Quería estar tan segura como ella, pero entonces llegamos a casa y volví a la realidad. La victoria y los cazatalentos se desvanecieron como si mi sueño se hubiera acabado y empezara una pesadilla.

Carol se dirigió al buzón y fingió que cogía el correo. Estaba tramando algo. El corazón me dio un vuelco. Sara me miró igual de preocupada. 

—Hola, Sara —dijo ignorándome mientras yo salía del coche—. ¿Qué tal tus padres?

Sara esbozó su sonrisa deslumbrante y contestó:

—Están muy bien, señora Thomas. ¿Y usted?

Carol suspiró, exasperada y patética, como lo solía hacer.

—Voy tirando.

—Me alegro —respondió Sara con educación, aunque sin tragarse el cuento.

—Sara, no me gusta tener que preguntarte esto y no hablar directamente con tus padres —me quedé paralizada antes de saber qué iba a decir—, pero me preguntaba si sería mucha molestia que Emily pasara la noche mañana en tu casa.

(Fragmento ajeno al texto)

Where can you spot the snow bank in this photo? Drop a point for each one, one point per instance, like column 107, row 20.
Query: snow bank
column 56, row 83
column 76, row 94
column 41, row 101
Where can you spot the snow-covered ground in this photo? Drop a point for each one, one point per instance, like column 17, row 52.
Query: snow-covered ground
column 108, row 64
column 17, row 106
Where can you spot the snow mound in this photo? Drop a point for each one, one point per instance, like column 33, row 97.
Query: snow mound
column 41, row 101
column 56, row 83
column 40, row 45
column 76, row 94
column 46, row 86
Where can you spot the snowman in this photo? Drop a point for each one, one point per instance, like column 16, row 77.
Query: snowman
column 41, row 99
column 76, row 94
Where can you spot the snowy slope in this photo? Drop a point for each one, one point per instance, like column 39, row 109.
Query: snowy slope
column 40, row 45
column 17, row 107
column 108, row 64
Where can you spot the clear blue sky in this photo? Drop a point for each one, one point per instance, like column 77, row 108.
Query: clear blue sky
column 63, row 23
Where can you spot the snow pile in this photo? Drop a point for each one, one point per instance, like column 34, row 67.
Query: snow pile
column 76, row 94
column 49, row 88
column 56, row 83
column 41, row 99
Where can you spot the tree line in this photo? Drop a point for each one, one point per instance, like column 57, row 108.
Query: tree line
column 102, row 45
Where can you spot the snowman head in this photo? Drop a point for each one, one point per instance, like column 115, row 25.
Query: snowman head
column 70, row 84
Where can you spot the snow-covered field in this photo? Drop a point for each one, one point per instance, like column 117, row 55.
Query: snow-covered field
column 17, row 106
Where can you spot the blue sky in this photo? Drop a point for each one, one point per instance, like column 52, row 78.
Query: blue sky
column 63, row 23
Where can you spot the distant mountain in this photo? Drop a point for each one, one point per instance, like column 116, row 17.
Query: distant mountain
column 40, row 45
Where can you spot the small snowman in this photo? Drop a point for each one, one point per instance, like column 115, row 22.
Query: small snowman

George y yo nos vamos y nos gustaría que se quedara con alguien responsable, pero no quiero que interfiera con tus planes. —Me mencionó como si no estuviera al lado del coche, escuchando. 

—No creo que pase nada. Iba a ir a la biblioteca para hacer un trabajo. En cuanto llegue a casa se lo comento a mis padres —sonrió Sara, siguiéndole el juego.

—Gracias. Te estaríamos muy agradecidos.

—Buenas noches, señora Thomas.

Carol dijo adiós con la mano mientras Sara se alejaba en el coche. Entonces me miró con asco.

—No tienes ni idea de lo humillante que es tener que suplicarle a la gente para que tu tío y yo podamos pasar tiempo juntos. Menos mal que a Sara le das lástima y te compadece. No entiendo cómo te aguanta. 

Se giró y caminó hacia la casa y me dejó plantada en la acera. Las palabras le brotaban de la boca con facilidad y se convertían en pullas cortantes que me causaban punzadas de dolor.